The Sunday Business Post
 
“What’s . . . unusual . . . is that Saunders’s look at life inside the slums brims with hope, redemption and possibility. . . . Saunder’s writing style is sumptuous and it’s clear that he is more portraitist than statistician: he meanders through slums, noting the smells, colours and sounds. . . . By personally acquainting readers with humanity on the margins, it just may open your mind to the aspirations of billions of people that few in the prosperous west take the time to consider.”
––SEE Magazine
 
“This book is a broadly researched, passionate and portentous call for a new way to look at the experience of migrants.
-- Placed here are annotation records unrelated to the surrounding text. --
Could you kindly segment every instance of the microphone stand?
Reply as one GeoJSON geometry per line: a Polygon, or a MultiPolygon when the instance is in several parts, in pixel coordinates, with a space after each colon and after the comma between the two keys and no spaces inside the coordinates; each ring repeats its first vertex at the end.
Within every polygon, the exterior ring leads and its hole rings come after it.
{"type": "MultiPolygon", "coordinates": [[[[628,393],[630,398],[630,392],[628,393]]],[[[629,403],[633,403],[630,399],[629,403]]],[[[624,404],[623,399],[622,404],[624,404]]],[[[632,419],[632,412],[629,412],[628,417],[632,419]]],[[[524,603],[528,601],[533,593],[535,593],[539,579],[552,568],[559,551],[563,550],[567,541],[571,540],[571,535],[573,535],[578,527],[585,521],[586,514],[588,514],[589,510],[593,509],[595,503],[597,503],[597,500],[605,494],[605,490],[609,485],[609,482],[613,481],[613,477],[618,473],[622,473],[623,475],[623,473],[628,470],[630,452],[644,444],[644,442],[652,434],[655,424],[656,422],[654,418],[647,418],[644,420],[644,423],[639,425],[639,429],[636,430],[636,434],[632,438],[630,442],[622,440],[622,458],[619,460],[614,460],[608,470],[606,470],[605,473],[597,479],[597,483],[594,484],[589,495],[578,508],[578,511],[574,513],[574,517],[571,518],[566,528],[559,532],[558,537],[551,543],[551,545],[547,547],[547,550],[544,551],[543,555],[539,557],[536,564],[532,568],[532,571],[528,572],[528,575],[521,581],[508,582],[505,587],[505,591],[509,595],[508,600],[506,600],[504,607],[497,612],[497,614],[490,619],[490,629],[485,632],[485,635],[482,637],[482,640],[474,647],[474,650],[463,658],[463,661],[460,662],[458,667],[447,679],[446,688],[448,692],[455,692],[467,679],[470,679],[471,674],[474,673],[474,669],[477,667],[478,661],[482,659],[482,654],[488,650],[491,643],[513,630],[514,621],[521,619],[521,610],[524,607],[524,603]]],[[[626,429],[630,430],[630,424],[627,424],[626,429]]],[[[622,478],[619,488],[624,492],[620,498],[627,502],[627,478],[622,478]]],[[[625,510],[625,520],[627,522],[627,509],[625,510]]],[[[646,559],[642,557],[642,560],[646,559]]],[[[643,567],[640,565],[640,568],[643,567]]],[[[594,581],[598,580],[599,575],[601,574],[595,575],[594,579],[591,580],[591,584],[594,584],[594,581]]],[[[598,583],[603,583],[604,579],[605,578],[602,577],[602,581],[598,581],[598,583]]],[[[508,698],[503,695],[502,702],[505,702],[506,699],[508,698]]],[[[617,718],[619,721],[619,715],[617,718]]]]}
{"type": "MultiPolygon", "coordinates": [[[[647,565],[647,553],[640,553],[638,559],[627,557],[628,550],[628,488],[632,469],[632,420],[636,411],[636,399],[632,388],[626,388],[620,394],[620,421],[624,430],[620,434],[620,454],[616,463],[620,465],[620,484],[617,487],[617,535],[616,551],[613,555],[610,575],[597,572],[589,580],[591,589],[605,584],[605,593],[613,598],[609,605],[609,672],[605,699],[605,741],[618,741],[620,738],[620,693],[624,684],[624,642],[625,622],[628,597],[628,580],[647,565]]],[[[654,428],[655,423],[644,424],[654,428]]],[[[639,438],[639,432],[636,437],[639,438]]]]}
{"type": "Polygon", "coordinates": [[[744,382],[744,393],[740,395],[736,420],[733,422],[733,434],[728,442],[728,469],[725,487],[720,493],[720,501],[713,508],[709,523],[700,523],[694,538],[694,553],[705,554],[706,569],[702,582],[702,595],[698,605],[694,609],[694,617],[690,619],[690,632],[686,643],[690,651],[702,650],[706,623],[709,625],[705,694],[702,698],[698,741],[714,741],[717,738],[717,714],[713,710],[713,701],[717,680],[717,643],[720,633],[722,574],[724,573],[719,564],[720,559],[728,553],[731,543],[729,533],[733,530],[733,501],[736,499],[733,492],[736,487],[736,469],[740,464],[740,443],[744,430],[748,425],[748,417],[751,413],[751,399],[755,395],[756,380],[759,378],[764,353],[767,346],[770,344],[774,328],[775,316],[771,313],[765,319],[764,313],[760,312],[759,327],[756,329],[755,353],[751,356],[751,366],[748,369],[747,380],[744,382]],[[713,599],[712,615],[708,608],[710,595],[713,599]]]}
It is essential reading for policymakers––and for all who look at the future of cities with a mix of hope and fear. . . . A well-argued treatise on urban planning.” ––Winnipeg Free Press
 
 
“[A] timely contribution to the discourse on global cities. . . . Saunders’s contribution is valuable. It combines two virtues not often encountered in the literature: a focus on the margins of very large cities, where new arrivals mostly negotiate their first steps to urbanization, and an immediacy of reportage in the real details of individual stories. . . . Saunders has travelled far and listened hard. . . . The book is a sympathetic and, finally, optimistic work of social journalism. . . . Doug Saunders offers a readable, immediate social history of how we might be getting there [future cities].” ––Mark Kingwell, The Globe and Mail
 
“His premise is well argued. . . . Saunders’s prescription for dealing with urbanization . . . is eminently reasonable, and it is mostly borne out by the findings presented in the book.” ––Quill & Quire
 

About the author

Doug Saunders is an award-winning journalist and the European bureau chief of "The Globe and Mail." He lives in London.